Governor's State University is located about 35 miles southwest of Chicago and it's one of Illinois' smaller public universities. But this year its enrollment went up considerably, in large part because last year the university transitioned from being an upper division school–meaning it started at the junior year level–to now include freshmen and sophomores.
But just as the university has taken on many new students, it has not received new appropriations from the state this school year because of the budget stalemate.
Today, students and college officials headed to Springfield to make their voices heard.
Among those who met with legislative leaders is Governor State University (GSU) President Elaine Maimon. Maimon and eight other public university presidents say they pressed House Majority Leader Barbara Flynn Currie, Senate President John Cullerton, Senate Republican Leader Christine Radogno and House Minority Leader Jim Durkin to reach a budget agreement in the absence of any appropriations this school year going to Illinois public colleges and universities.
“We’re operating on a debit card type of budget,” says Maimon, who has seen her university’s state appropriation drop from more than $28 million in 2010 to a little over $24 million last year. The lack of a state budget comes at a time when GSU’s enrollment has gone up 5.4 percent over last year, following the university’s expansion.

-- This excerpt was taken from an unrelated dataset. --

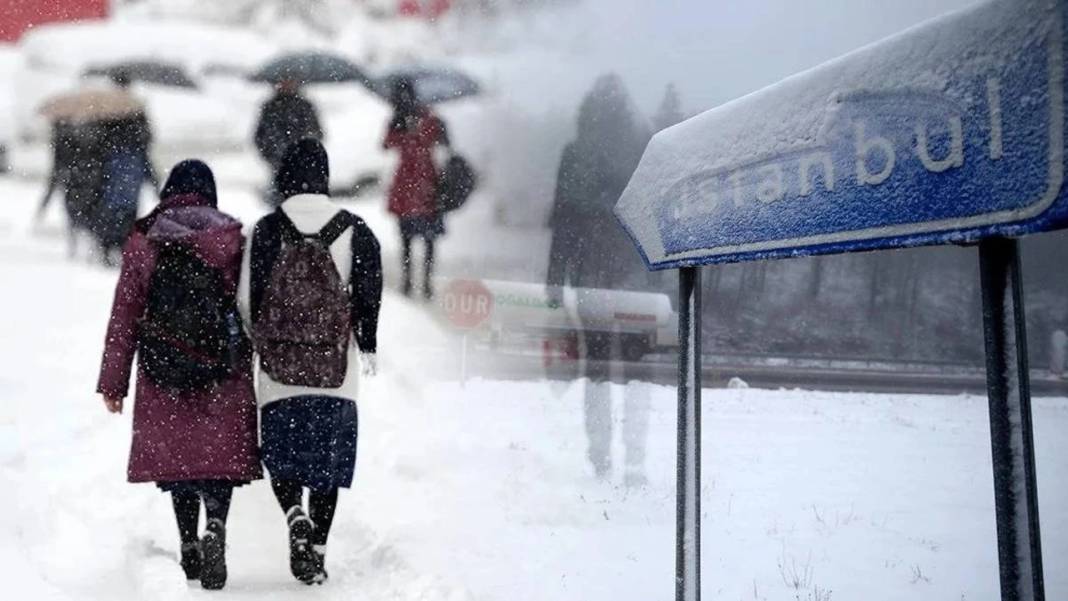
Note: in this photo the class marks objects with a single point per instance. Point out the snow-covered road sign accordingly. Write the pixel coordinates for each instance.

Maimon says her university is doing much more with much less by reallocating resources. One casualty of the funding crisis has been the closure of a Naperville facility. Professors also have had to take on more responsibilities in the form of larger class sizes but Maimon says many of those classes were under-enrolled. Still, Maimon says she feels a responsibility to “carry” the student body since many of them are minority students and the first in their families to attend college.
Maimon says a small number of students who can afford to do so have left her university to go to colleges out of state. But her greater fear is losing some who have no other options for higher education.
The college presidents offered to provide the best of their “think tank” resources to help lawmakers reach a compromise. Asked about the possibility of the stalemate dragging on, Maimon remains optimistic, saying, “They [the General Assembly] just have to get this done soon.”